Here’s a regex that pulls it all off:

^(?=.{8,32}$)(?=.*[A-Z])(?=.*[a-z])(?=.*[0-9]).*
Regex options: Dot matches line breaks (“^ and $ match at line breaks” must not be set)
Regex flavors: .NET, Java, XRegExp, PCRE, Perl, Python, Ruby

This regex can be used with standard JavaScript (which doesn’t have a “dot matches line breaks” option) if you replace each of the five dots with [\s\S]. Otherwise, you might fail to match some valid passwords that contain line breaks. Either way, though, the regex won’t match any invalid passwords.

Notice how this regular expression puts each validation rule into its own lookahead group at the beginning of the regex. Because lookahead does not consume any characters as part of a match (see Recipe 2.16), each lookahead test runs from the very beginning of the string. When a lookahead succeeds, the regex moves along to test the next one, starting from the same position. Any lookahead that fails to find a match causes the overall match to fail.

The first lookahead, (?=.{8,32}$), ensures that any match is between 8 and 32 characters long. Make sure to keep the $ anchor after {8,32}, otherwise the match will succeed even when there are more than 32 characters. The next three lookaheads search one by one for an uppercase letter, lowercase letter, and digit. Because each lookahead searches from the beginning of the string, they use .* before their respective character classes. This allows other characters to appear before the character type that they’re searching for.

By following the approach shown here, it’s possible to add as many lookahead-based password tests as you want to a single regex, so long as all of the conditions are always required.

The .* at the very end of this regex is not actually required.
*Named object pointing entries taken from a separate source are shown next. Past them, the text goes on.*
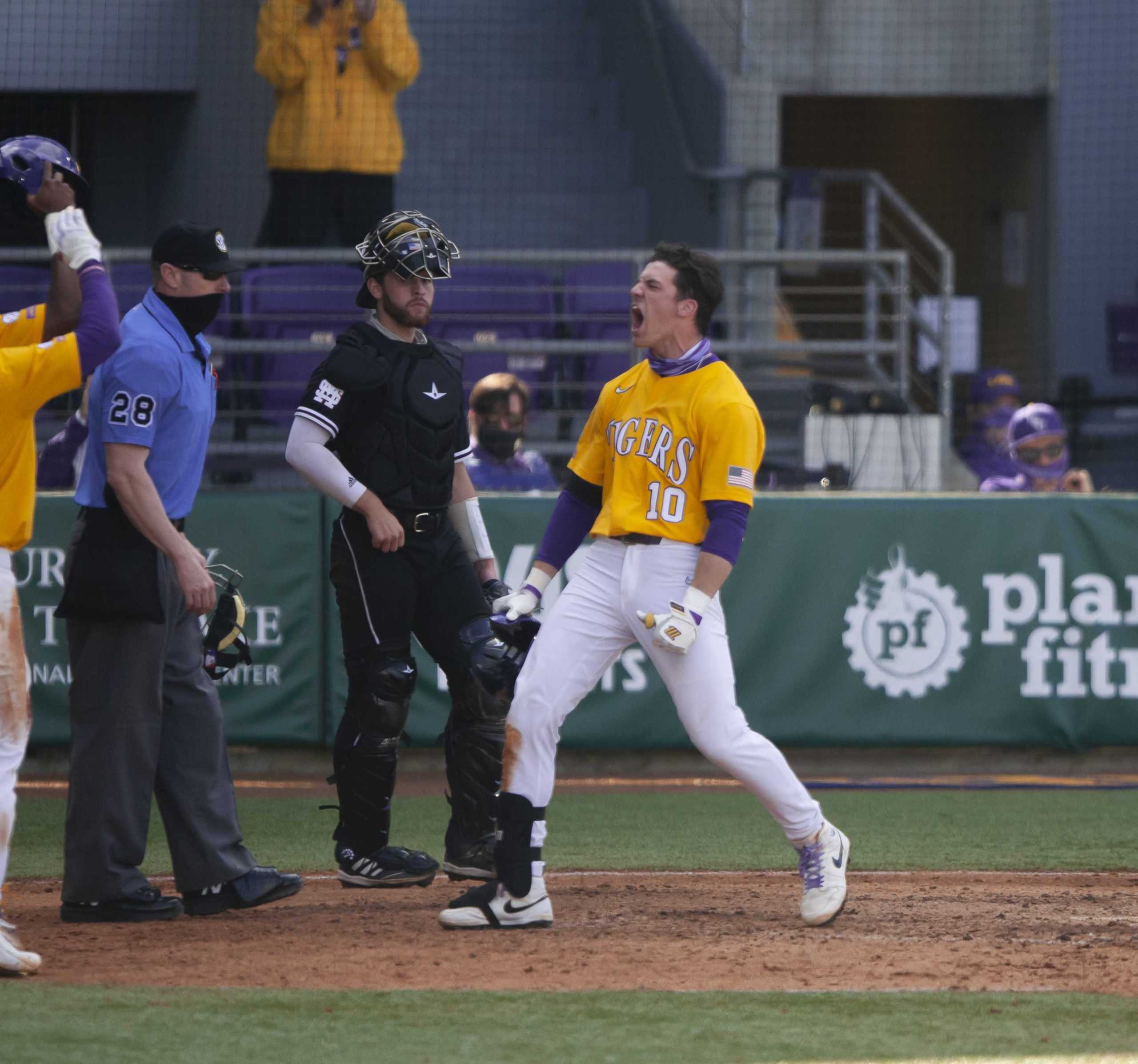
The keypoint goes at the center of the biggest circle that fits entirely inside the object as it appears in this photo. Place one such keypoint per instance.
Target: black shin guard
(474, 774)
(365, 783)
(513, 853)
(368, 749)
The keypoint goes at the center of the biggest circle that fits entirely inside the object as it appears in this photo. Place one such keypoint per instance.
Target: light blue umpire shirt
(155, 392)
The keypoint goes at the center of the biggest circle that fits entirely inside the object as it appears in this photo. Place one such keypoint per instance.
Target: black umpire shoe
(259, 886)
(392, 866)
(473, 862)
(147, 903)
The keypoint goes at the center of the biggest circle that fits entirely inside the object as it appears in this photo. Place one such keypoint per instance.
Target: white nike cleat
(491, 906)
(15, 961)
(822, 863)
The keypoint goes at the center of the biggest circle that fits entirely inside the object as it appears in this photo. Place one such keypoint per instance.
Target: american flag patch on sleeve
(740, 477)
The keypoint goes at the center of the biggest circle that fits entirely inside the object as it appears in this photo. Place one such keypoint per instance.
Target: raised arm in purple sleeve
(726, 528)
(573, 517)
(97, 332)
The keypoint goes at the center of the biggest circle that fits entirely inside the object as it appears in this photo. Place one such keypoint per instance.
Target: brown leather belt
(639, 540)
(424, 523)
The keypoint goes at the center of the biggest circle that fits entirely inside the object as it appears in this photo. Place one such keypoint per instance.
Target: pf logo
(905, 632)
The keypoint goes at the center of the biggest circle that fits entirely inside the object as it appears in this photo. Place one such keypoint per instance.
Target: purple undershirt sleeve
(56, 468)
(726, 528)
(97, 332)
(569, 524)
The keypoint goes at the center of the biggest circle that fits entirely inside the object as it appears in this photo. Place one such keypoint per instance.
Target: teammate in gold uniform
(664, 478)
(39, 360)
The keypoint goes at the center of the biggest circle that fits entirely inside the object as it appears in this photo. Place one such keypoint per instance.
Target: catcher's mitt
(224, 644)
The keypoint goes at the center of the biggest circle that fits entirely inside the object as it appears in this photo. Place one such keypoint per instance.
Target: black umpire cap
(194, 247)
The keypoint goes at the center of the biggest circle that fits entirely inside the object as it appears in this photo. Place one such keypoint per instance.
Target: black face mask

Without it, though, the regex would return a zero-length empty string when it successfully matches. The trailing .* lets the regex include the password itself in successful match results.

Caution

It’s equally valid to write this regex as ^(?=.*[A-Z])(?=.*[a-z])(?=.*[0-9]).{8,32}$, with the length test coming after the lookaheads. Unfortunately, writing it this way triggers a bug in Internet Explorer 5.5–8 that prevents it from working correctly. Microsoft fixed the bug in the new regex engine included in IE9.

See Also

Techniques used in the regular expressions in this recipe are discussed in Chapter 2. Recipe 2.2 explains how to match nonprinting characters. Recipe 2.3 explains character classes. Recipe 2.4 explains that the dot matches any character. Recipe 2.5 explains anchors. Recipe 2.7 explains how to match Unicode characters. Recipe 2.9 explains grouping. Recipe 2.10 explains backreferences. Recipe 2.12 explains repetition. Recipe 2.16 explains lookaround.